By: Aryeh Neier
Somaliand sun – The decision by Israeli Prime Minister Binyamin Netanyahu’s government to demolish the family home of Abdelrahman al-Shaludi, a Palestinian who rammed his car into a group of pedestrians, killing two (including a three-month-old baby), was both callous and counterproductive. By punishing people whose only known offense was being related to a criminal, Israel inadvertently shifted the focus from the attack, the perpetrator of which was killed immediately after his crime, to Israel’s apparent embrace of a policy of collective punishment.
If Israel’s principal concern is deterring terrorist attacks, it should be doing everything in its power to ensure that such acts are universally condemned.

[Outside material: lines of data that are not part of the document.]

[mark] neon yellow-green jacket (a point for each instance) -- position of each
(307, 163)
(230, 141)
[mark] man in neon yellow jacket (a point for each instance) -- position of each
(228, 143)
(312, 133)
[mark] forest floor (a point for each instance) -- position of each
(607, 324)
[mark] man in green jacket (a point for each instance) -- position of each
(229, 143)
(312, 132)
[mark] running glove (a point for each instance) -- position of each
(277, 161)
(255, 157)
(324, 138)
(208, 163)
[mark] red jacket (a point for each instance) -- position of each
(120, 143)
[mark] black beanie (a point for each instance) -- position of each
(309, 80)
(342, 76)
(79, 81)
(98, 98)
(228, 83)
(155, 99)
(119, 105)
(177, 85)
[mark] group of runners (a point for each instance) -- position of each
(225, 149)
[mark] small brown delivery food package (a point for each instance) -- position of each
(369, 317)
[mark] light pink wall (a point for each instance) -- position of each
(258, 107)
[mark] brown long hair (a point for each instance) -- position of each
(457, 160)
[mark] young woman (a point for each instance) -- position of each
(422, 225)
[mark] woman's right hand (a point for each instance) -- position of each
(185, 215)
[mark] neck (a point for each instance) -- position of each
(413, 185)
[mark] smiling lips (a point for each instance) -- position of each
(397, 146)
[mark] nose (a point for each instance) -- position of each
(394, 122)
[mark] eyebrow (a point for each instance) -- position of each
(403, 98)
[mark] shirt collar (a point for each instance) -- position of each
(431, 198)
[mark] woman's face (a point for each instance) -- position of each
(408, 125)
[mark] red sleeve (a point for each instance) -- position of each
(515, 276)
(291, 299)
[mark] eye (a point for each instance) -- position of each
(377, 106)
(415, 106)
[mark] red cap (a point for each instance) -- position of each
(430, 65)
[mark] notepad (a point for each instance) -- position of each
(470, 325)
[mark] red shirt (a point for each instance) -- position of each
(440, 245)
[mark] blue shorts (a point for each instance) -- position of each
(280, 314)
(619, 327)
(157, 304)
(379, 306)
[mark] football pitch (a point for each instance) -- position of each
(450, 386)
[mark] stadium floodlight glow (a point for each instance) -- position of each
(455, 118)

This includes making sure that people who carry out attacks, and those who aid and abet their crimes, are lawfully punished.
Punishing terrorists’ families and neighbors, or those who share their ethnic and religious identity, has the opposite effect, intensifying hostility toward Israel and dissipating the moral outrage that should be mobilized against the actual perpetrators of terrorism. As observers increasingly equate the two sides, regarding both as victims and victimizers alike, international support and sympathy for Israel wanes.
This is not the first time that Israel has been accused of collective punishment. Israel’s government regularly destroyed the family homes of alleged terrorists for years before acknowledging that the policy was damaging its image – without deterring terrorist acts. The latest house demolition seems to confirm that Israel’s government is resuming the practice of collective punishment that it abandoned a decade ago.
Why would Netanyahu’s government resume a failed policy? The most likely explanation is that Netanyahu wants to reassure the Israeli public that no act of terrorism will be tolerated – even if that means a vindictive and cruel response. In fact, such domestic political considerations were probably also a major driver of the killing and destruction that took place in Gaza over the summer.
Of course, Israel has the right to defend itself against indiscriminate rocket barrages like that launched from Gaza into its territory, and to punish lawfully those responsible. But Israel did more than defend itself. It mounted a demonstrably disproportionate response, killing a large number of noncombatants, including hundreds of children, and destroying thousands of homes and commercial enterprises. While the initiative may have appeased Israeli public outrage over the rockets, it damaged Israel’s standing in many other countries considerably.
More problematic, Israel’s actions in Gaza probably increased its vulnerability to terrorist attacks, not only by fueling animosity toward Israel, but also by suggesting that Netanyahu’s government will most likely discredit itself with its response. That propensity to act against its own interests to appease an enraged and emotional public was underscored by the recent destruction of al-Shaludi’s family home.
To be sure, Israel is not alone in responding irrationally to terrorist provocations. Some aspects of the United States’ response to the terrorist attacks of September 11, 2001, reflect the same tendency – but on a significantly larger scale and with more far-reaching consequences. While the attacks were immensely costly in terms of lives lost and material damage, the US-led war in Iraq that followed was beyond disproportionate; it was truly devastating. And its consequences continue to unfold, as the brutal predations of the Islamic State attest.
It is time for governments in Israel, the US, and elsewhere to recognize that by allowing their citizens’ outrage to drive their responses to terrorist attacks, they are offering themselves as the terrorists’ best weapon. Only by adopting a pragmatic and legal approach can they galvanize support against their enemies and reduce their citizens’ vulnerability to attack. That, rather than slaking the public’s thirst for vengeance, should be their primary objective.
The writer Aryeh Neier, is President Emeritus of the Open Society Foundations and a founder of Human Rights Watch and the author of The International Human Rights Movement: A History.